Abdurrahim Karakoç, Türk edebiyatında derin izler bırakan şairlerimizden biri olarak öne çıkıyor. 7 Nisan 1932 tarihinde Kahramanmaraş'ın Ekinözü içesinde (Cela) köyünde dünyaya gelen Karakoç, Kahramanmaraşlıdır ve memleketine olan bağlılığı ile tanınır. Karakoç’un ailesinde şiire olan yatkınlık dikkat çekicidir. Dedesi, babası ve kardeşleri de şairdir, bu nedenle Karakoç’un küçük yaşlarda şiir yazmaya başlaması aileden gelen bir miras olarak kabul ediliyor. Abdurrahim Karakoç, köklü bir edebiyat ve kültür geçmişine sahip olan Kahramanmaraş’ın Ekinözü ilçesinden çıkmış, eserleri ve fikirleriyle Türkiye’nin dört bir yanına ulaşmayı başarmış bir şairdir. Kahramanmaraşlı Abdurrahim Karakoç, Türk şiirinin unutulmaz isimleri arasında yerini almıştır.
GÜÇLÜ BİR EDEBİYAT MİRASI BIRAKTI
Şairin ilk yazdığı şiirlerini beğenmeyip yakması ve 1958 yılından itibaren “Hasan’a Mektuplar” adlı eseriyle edebiyat dünyasında tanınmaya başlaması, onun titiz bir sanat anlayışını yansıtıyor. 1964 yılında basılan ve kısa sürede tükenen bu eser, Karakoç’un edebiyat dünyasında önemli bir yer edinmesini sağlıyor. Karakoç, sadece edebiyatla değil, aynı zamanda kamu hizmeti ve gazetecilikle de ilgilendi. 1958 yılında belediye mesul muhasibi olarak göreve başlayan şair, 1981 yılında emekli oldu. 1985 yılından sonra gazeteciliğe yönelen Abdurrahim Karakoç, hayatının bir döneminde siyasete de atıldı, ancak kısa bir süre sonra bu alandan ayrıldı. Politikadan ayrılma sebebini ise şu sözlerle ifade ediyor “Allah rızası için girmiştim, Allah rızası için ayrıldım.” 7 Haziran 2012 tarihinde vefat eden Abdurrahim Karakoç, ardında unutulmaz eserler ve güçlü bir edebiyat mirası bıraktı.

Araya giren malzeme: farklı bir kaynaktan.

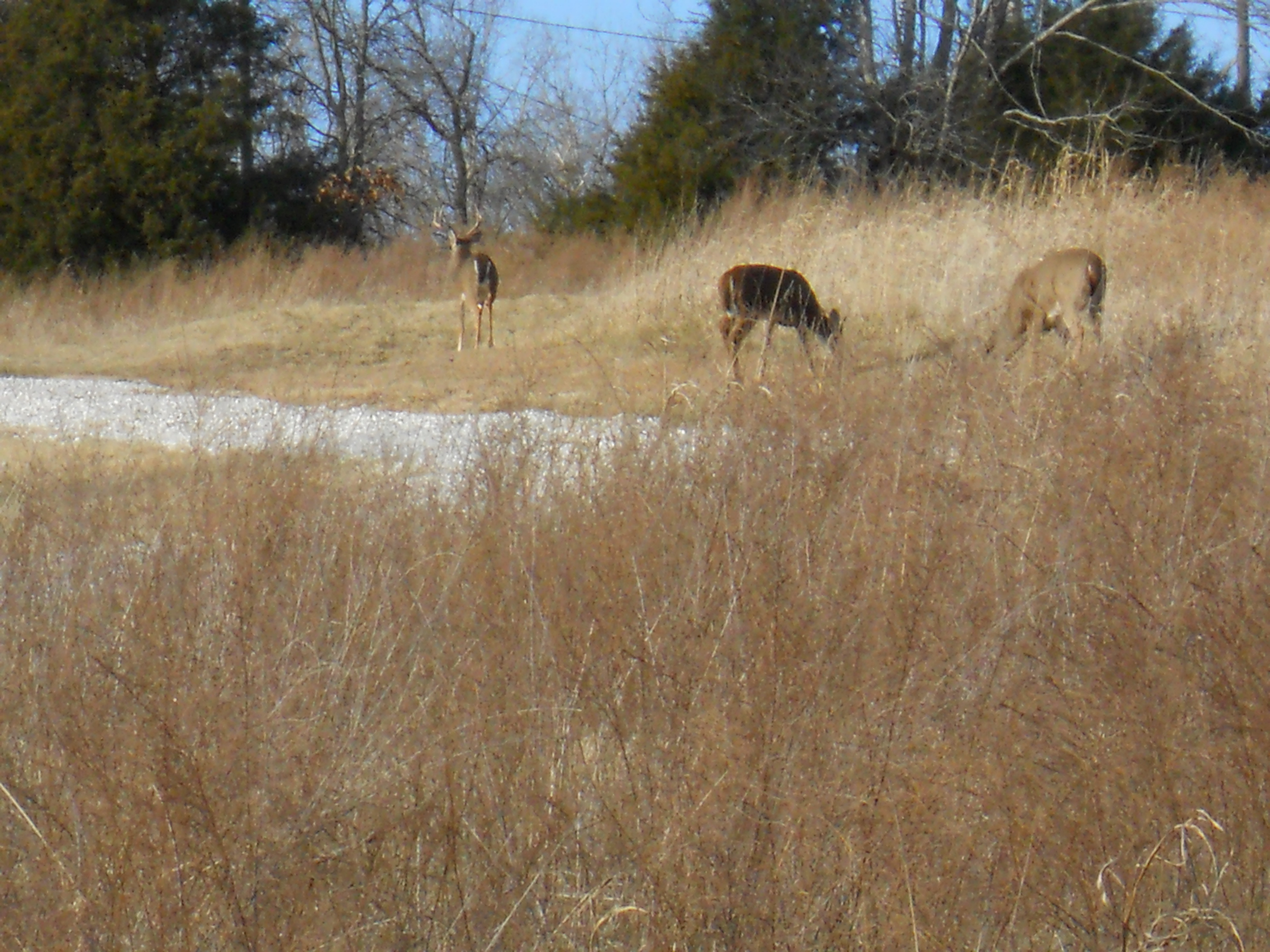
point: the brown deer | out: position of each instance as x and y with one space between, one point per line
474 275
1064 291
755 293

KAHRAMANMARAŞLI ŞAİRİN TÜRK EDEBİYATINDAKİ YERİ
Karakoç’un şiirleri, toplumsal eleştiriler ve dini duygularla harmanlanmış bir yapıya sahip olurken, onun şiirlerine malzeme sağlayan unsurlar arasında politikacılar, bilim insanları, sosyete ve sermaye çevreleri gibi pek çok toplumsal figür yer alıyor. Şiirleri, halkın sesi olmayı başarmış ve geniş kitlelerce benimseniyor.